The year after Snack Mater’s birth is a year marked by strong American opposition to the Vietnam War, the formation of the Black Panthers, and the popularity of miniskirts.

In this early advertisement, creators of Snack Mate are eager to point out to consumers that their cheese-in-acan can be sprayed on just about everything. Whether it be a wheat cracker, celery stick, or Rivas 3 halved hard-boiled egg, no innocuous food item is safe from becoming a vessel for the predecessor of Easy Cheese.

“Instant cheese for instant parties,” the advertisement’s tagline reads, perhaps hoping to renew some of America’s capacity for casual entertaining in the face of ever increasing anti-war rallies.

1969

Richard Nixon has just taken office, over 350,000 young people are listening to Jimi Hendrix play the electric guitar with his teeth at Woodstock, and, for the first time in history, man is walking on the moon.

Snack Mate has also evolved. An ad shows a table top swathed in a sultry blue cloth, largely obstructed by a glossy platter of Nabisco crackers topped with fluffy, intricately designed yellow-orange peaks and puffs that would cause any cake designer to seriously reconsider the efficiency of their pastry bags and tips. Next to the steering wheel-sized plate are additional snack bowls overflowing with Ritz crackers and Triscuits and every flavor of Snack Mate available, which at this time include American, Cheddar, Pimiento, Swiss, and the mysterious “French Onion”.

Also on the table are multi-colored paper napkins stylishly wrapped in napkin holders and tossed around the table pseudo-haphazardly. In the corner of the photo, a large fruit bowl containing all of the modern American standards—an apple, orange, pear, and bunch of grapes—looms nearby as if to attest to Snack Mate’s nutritional integrity.

1984

After 15 years of relative stagnancy, something’s gotta change. Snack Mate is no more — it changes hands from Nabisco to Kraft and is renamed Easy Cheese.

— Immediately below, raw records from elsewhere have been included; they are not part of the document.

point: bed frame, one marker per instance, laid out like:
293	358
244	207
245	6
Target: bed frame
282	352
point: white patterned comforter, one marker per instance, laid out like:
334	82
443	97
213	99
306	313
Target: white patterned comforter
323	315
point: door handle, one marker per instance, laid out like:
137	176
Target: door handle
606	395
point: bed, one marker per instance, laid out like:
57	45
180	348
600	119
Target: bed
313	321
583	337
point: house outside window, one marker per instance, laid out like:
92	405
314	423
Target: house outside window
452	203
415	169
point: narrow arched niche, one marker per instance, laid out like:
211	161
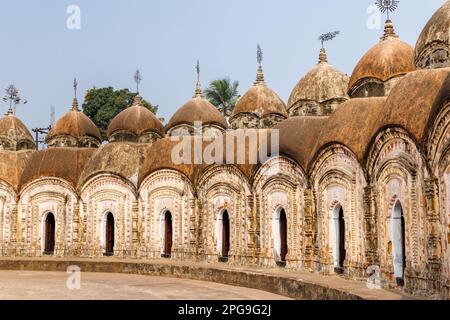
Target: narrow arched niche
398	236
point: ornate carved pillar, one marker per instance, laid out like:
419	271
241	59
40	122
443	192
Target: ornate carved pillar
193	228
434	245
252	226
370	226
309	229
135	228
76	245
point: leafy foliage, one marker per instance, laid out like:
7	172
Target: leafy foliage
223	94
101	105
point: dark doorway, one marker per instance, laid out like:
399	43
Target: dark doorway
342	252
49	232
109	235
283	236
399	240
167	235
225	236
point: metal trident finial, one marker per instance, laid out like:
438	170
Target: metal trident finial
75	87
197	69
386	6
328	36
259	54
137	79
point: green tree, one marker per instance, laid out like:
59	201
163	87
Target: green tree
223	94
101	105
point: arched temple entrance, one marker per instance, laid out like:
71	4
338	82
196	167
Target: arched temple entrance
49	234
279	229
398	230
225	250
338	227
167	227
109	235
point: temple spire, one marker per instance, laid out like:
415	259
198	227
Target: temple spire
323	58
75	100
137	79
387	6
198	85
259	58
389	31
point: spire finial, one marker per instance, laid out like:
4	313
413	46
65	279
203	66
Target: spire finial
259	59
389	31
137	79
75	101
386	6
14	98
198	86
323	58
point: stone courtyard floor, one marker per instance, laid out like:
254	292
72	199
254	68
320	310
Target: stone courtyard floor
278	281
41	285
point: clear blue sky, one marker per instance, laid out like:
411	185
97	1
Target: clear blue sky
164	38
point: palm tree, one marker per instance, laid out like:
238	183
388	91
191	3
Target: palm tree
223	94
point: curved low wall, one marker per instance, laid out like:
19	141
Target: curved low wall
282	285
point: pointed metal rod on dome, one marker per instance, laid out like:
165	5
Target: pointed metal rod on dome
198	86
386	6
75	100
323	58
259	59
13	96
137	79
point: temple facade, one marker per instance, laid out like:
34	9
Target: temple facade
362	178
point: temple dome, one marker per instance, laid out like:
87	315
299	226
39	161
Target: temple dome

A new day has dawned for the “aerosol cheese” once packaged as an ideal topping for every hors d’oeuvre ever served at a cocktail party.

With the name Easy Cheese—which likely resulted from Americans’ growing realization that the canned product was more efficient than elegant—comes the implication that it is still as convenient as it had always been and the suggestion that there is, in fact, actual cheese in there.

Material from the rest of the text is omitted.